Il futuro dei conflitti aerei passa dal laser
Tale progetto è nato dall’esperienza maturata negli anni nei sistemi ad alta energia e punta a rendere i droni più autonomi e letali. Nonostante il sistema non sia stato ancora testato completamente in volo, i principali componenti hanno già superato prove a terra. L’alimentazione del laser è assicurata da batterie integrate nelle ali, che fungono da riserva di energia per garantire una durata operativa prolungata. Anche se la tecnologia permette potenze ben superiori, fino a 300kWh, i limiti strutturali del MQ-9 impongono una potenza più contenuta.
Gli sviluppatori prevedono anche di integrare pod supplementari per trasportare batterie aggiuntive, aumentando così ulteriormente l’autonomia durante le missioni. L’adozione di questo laser conferirà al drone la capacità di svolgere missioni di sorveglianza, intelligence e ricognizione senza interruzioni. Mentre contemporaneamente neutralizza bersagli ostili più lenti.

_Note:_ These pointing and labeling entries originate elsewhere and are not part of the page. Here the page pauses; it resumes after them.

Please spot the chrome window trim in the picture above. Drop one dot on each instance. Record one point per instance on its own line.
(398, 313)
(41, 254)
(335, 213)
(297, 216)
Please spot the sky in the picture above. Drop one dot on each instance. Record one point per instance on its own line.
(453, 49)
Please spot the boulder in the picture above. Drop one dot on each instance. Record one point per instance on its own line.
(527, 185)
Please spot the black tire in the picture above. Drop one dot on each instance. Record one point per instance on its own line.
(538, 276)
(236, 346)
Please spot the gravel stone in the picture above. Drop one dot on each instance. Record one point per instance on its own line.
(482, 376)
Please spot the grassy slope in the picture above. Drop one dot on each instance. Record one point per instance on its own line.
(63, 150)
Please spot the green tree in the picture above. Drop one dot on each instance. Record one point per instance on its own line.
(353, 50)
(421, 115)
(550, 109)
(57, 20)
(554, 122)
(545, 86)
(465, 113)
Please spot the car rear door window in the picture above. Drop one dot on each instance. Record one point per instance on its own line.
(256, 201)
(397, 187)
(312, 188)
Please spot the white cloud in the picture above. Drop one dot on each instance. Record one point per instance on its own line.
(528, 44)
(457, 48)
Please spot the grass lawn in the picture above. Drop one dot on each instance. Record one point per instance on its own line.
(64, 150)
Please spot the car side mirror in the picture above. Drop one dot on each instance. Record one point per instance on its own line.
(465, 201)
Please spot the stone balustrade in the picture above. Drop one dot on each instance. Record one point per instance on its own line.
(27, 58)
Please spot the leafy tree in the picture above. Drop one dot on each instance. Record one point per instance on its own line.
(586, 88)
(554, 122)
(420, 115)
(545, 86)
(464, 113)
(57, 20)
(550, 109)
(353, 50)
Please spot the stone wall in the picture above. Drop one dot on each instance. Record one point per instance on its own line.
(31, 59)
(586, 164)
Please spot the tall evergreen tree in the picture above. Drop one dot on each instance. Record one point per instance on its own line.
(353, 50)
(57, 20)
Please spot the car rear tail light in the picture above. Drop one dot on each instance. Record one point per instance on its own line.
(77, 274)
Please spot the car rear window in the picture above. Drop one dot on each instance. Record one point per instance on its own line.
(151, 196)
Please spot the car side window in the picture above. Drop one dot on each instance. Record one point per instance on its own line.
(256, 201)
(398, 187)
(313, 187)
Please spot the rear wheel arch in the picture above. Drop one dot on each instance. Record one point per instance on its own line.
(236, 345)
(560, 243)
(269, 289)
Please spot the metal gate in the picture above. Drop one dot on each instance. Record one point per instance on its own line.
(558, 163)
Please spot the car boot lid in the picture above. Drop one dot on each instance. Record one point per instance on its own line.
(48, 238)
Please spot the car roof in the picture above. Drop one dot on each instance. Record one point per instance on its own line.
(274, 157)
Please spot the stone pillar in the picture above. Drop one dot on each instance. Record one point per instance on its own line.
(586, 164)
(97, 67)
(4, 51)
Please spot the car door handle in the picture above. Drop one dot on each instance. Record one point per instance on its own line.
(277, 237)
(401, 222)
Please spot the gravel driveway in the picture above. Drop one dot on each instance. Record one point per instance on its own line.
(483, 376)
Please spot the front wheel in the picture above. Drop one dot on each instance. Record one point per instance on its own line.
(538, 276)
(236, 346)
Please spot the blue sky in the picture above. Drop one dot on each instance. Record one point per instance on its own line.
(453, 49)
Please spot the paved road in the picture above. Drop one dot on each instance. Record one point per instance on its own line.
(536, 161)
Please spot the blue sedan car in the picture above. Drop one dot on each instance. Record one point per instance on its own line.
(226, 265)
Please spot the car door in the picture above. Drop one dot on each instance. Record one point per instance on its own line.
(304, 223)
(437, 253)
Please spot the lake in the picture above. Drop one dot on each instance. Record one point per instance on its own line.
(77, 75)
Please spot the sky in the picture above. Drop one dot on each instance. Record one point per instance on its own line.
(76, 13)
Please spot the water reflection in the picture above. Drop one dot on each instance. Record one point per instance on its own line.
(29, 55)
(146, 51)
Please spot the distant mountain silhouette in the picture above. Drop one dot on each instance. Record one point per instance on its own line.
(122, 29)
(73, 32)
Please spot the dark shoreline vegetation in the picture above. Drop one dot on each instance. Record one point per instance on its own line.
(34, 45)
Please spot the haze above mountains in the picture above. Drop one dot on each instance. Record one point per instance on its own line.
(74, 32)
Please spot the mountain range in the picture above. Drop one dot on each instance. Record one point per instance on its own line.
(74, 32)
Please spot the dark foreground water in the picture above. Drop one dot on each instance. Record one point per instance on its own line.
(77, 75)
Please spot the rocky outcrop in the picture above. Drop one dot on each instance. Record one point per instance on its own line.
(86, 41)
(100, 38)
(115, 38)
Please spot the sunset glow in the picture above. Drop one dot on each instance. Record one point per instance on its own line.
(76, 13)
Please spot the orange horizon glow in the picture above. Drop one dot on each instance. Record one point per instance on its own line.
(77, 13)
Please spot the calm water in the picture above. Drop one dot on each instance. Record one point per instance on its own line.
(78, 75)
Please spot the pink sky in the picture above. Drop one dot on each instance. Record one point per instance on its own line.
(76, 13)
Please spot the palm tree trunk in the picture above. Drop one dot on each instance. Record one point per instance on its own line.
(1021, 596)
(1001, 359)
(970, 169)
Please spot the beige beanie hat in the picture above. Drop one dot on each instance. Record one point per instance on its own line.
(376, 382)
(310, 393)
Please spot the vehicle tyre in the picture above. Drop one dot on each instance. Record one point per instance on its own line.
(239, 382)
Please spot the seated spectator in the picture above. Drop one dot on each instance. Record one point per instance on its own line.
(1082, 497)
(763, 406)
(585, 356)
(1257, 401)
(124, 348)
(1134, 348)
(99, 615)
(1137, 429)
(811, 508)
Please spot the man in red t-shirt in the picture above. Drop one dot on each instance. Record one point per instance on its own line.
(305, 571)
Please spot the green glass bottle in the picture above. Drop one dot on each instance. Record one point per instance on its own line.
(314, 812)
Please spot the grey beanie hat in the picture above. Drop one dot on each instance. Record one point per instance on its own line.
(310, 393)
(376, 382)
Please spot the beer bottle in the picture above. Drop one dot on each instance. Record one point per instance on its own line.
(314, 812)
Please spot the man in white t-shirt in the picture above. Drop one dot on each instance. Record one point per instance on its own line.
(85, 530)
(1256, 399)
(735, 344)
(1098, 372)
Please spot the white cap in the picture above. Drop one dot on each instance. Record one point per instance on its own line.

General Atomics non è nuova nel campo delle armi a energia diretta. Il suo sistema laser ad alta energia a stato solido ha già dimostrato efficacia contro un’ampia tipologia di minacce, dai missili ai mortai. Il design scalabile dei suoi sistemi permette l’adattamento su piattaforme terrestri, aeree e navali, riducendo drasticamente il peso, l’ingombro e i consumi energetici.
Il concetto di difesa aerea tramite laser però non nasce oggi. Già l’aeronautica americana, anni fa, aveva tentato sviluppi simili con il programma SHiELD, destinato alla protezione degli aerei contro i missili. Il nuovo progetto però si differenzia per l’approccio più compatto e flessibile, perfetto per il drone MQ-9. Insomma, con questa tecnologia, il controllo dei cieli potrebbe passare dai classici missili a impulsi di luce pura, cambiando per sempre le strategie militari.